Anche nel 2018, tra le regioni dove le università hanno investito di più in attività di R&S si confermano la Lombardia, il Lazio e l’Emilia Romagna che, insieme a Campania e Toscana, coprono il 55,7% della spesa complessiva destinata alla R&S in questo settore. 

Le istituzioni non profit che si dedicano ad attività di R&S sono maggiormente presenti in Lombardia (28,6%), Lazio (22,5%) e Piemonte (12,6%), dove si concentra il 63,8% della spesa per R&S effettuata dal settore. Nella Provincia autonoma di Bolzano, in Toscana e Campania la quota si aggira tra il 6% e il 7%, mentre le restanti regioni contribuiscono complessivamente alla ricerca e sviluppo del settore non profit per il 17,4%. 

Considerando l’incidenza della spesa per R&S in percentuale sul Pil, la graduatoria delle regioni varia dal valore massimo del Piemonte (2,17%) al minimo della Valle d’Aosta (0,48%). Oltre al Piemonte, le regioni con la spesa per R&S sul Pil più alta sono Emilia Romagna (2,03%), Lazio (1,75%), Friuli Venezia Giulia (1,67%), Provincia di Trento (1,56%) e Toscana (1,55%).
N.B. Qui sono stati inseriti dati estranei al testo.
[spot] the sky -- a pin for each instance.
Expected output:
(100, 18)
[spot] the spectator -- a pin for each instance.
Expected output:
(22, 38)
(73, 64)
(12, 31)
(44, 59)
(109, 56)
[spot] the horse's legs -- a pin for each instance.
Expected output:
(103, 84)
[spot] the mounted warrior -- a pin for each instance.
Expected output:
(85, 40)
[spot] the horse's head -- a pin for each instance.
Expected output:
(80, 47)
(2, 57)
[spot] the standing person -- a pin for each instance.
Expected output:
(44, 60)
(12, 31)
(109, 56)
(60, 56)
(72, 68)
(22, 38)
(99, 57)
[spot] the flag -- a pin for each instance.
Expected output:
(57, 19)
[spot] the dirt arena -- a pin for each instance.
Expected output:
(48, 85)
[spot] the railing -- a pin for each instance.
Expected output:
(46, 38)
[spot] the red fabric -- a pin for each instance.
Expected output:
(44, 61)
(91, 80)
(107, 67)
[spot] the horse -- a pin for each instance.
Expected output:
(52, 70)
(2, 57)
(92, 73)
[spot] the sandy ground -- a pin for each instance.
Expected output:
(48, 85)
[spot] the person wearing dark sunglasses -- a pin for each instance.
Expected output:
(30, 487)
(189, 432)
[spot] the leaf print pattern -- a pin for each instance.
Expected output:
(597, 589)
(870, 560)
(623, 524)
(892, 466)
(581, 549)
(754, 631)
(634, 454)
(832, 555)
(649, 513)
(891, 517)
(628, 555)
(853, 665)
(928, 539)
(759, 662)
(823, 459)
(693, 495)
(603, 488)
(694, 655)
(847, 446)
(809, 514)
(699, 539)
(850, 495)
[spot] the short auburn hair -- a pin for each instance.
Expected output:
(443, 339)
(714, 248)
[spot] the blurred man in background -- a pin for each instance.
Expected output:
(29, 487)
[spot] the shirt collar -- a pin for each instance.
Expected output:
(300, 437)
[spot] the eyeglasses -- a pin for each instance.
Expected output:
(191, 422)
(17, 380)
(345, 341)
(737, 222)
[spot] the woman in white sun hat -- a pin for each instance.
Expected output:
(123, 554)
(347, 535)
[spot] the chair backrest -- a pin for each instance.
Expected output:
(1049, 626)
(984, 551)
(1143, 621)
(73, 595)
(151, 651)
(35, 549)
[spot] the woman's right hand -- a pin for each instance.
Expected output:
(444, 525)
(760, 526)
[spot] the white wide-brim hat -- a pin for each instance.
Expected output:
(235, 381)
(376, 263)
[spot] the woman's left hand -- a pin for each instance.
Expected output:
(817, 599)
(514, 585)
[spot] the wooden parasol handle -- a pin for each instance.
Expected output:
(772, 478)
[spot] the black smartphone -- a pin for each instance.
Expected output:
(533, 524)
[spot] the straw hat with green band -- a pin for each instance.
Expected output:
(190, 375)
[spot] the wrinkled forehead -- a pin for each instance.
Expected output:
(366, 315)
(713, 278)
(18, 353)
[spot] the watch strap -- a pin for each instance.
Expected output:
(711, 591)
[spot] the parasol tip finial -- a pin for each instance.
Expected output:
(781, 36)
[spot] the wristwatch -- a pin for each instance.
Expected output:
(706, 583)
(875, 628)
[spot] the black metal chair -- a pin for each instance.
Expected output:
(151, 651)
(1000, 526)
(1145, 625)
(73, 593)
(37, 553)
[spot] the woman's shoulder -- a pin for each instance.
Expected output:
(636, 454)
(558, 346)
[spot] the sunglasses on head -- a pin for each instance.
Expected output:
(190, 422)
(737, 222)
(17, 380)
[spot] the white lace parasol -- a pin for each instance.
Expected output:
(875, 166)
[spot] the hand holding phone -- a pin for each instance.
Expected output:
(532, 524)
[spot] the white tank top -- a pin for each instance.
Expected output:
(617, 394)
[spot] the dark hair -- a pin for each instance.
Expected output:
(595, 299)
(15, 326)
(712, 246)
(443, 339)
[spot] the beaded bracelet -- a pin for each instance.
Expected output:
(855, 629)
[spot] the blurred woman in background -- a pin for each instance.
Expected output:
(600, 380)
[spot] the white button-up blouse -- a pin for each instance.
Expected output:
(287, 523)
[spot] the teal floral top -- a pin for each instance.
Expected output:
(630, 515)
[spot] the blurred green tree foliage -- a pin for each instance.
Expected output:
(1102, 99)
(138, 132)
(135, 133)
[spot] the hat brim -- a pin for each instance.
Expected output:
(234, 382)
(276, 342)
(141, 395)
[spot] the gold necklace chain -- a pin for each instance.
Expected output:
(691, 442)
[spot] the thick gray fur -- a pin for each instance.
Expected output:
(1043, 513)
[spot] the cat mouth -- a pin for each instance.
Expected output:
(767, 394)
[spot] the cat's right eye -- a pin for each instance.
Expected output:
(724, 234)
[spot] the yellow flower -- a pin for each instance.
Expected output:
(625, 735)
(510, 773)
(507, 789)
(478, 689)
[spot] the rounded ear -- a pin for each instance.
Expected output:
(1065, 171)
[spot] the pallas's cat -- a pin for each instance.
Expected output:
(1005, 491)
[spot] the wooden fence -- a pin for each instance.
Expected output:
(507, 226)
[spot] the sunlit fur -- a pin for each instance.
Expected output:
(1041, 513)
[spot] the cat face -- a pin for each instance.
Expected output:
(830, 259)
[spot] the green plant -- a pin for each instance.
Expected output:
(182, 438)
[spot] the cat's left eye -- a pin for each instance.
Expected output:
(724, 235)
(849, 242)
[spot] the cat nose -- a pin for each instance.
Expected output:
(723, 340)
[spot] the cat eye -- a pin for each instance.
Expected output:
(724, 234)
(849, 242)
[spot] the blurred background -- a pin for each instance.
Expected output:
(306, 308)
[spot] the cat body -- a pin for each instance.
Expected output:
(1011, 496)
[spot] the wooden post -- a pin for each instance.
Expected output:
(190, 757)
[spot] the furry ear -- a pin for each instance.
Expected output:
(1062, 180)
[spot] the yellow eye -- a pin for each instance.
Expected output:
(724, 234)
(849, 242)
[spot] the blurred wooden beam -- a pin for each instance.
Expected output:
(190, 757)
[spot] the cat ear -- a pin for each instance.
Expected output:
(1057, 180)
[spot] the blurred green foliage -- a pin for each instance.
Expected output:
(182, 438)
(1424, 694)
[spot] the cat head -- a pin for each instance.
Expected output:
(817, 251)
In Veneto e Lombardia l’incidenza della spesa sul Pil è inferiore al livello nazionale (rispettivamente l’1,38% e l’1,33% contro l’1,43% nazionale); sotto l’1% si attestano invece la provincia di Bolzano (0,84%) e le regioni del Sud, a eccezione di Campania e Molise che registrano percentuali sul Pil superiori (rispettivamente l’1,30% e l’1,28%).